I wish to use a 12v deep cycle battery (I used to use this for my CPAP, when camping) put it on a constant charge, preferably a cheap trickle/float charge circuit, like found at Harbor Freight.

I want this to power two devices:

  1. will run on any voltage between 7v and 12v. (an Arduino UNO)
  2. a 12v liner actuator, that has a max draw of 5A, and will run for just a few minutes, twice a day.

Keeping in mind the trickle charge, and my understanding the battery will run higher than 12v itself, I'm expecting I'll need to regulate the voltage to keep it at or just under 12v. This is not something I've ever done, and I've spent some time googling it, but there seem to be so many variables in other people's projects, I got a bit confused.

Please advise. I wish to learn.

The actuator I'm looking at is this: https://www.amazon.com/dp/B07KPPZP6X but it has no data sheet listed. The charger: https://manuals.harborfreight.com/manuals/62000-62999/62813.pdf Neither of these have been purchased, so I'm not dead-set on these models. No, not a car door lock. Application is to close a chicken coop door at night, and re-open in the morning. Want to use the battery so it still runs in case of power failure.

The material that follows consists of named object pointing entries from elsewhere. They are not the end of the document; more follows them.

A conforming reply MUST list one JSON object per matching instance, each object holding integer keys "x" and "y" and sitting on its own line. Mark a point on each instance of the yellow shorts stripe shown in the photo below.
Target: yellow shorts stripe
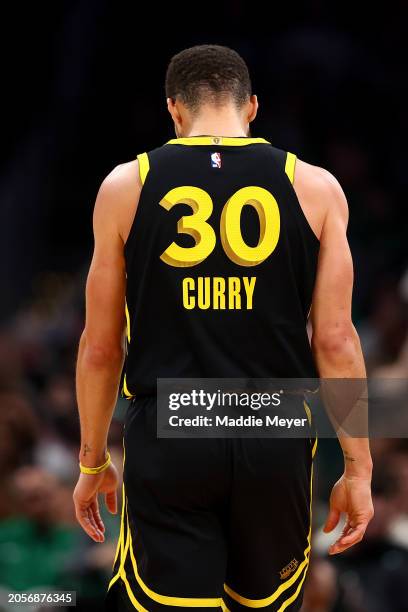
{"x": 290, "y": 166}
{"x": 129, "y": 591}
{"x": 262, "y": 603}
{"x": 292, "y": 598}
{"x": 183, "y": 602}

  • \$\begingroup\$ Please provide links to the datasheets for the trickle charger and for the actuator. We need to see what voltage the trickle charger provides and what voltages the actuator can tolerate. \$\endgroup\$ Jan 21, 2019 at 14:21
  • \$\begingroup\$ Is the linear actuator a car door lock motor? \$\endgroup\$
    – Passerby
    Jan 21, 2019 at 14:23
  • \$\begingroup\$ Without knowing the characteristics of the battery, this can't be answered. 12V batteries are seldom 12V. Either they are above it, or below it, depending on charge cycle. You probably want some manner of step-up regulator to keep the voltage at a constant 12V. But if the battery can be 14V, it turns more complicated as you'd need some buck/boost or such. \$\endgroup\$
    – Lundin
    Jan 21, 2019 at 15:01
  • \$\begingroup\$ Based on the scant information on the vendor site, the actuator draws 5A when running. It will be expensive to build a dc/dc converter at that current level, and your CPAP battery may not provide enough current anyway. \$\endgroup\$ Jan 21, 2019 at 15:25

1 Answer 1


I don't think you need to regulate the outputs to these devices at all. I have one of these Harbor Freight trickle chargers, is does eventually run the battery terminal voltage up to the 13.2V stated, though with a car battery it can take days to get there if the battery is not initially near full charge. It's only intended for maintaining charge, but your loads are likely low enough that the energy in/out is sufficient to maintain the state of charge.

The regulator in the Uno is a NCP1117ST50T3G per the datasheet for the Uno and will tolerate 20V. This is reflected in the tech specs tab on the Arduino website.

The exact model of the linear actuator doesn't appear on the Firgelli website, but it looks like that's just a brushed DC motor, which will be tolerant of a 10% variation of supply voltage with no issue.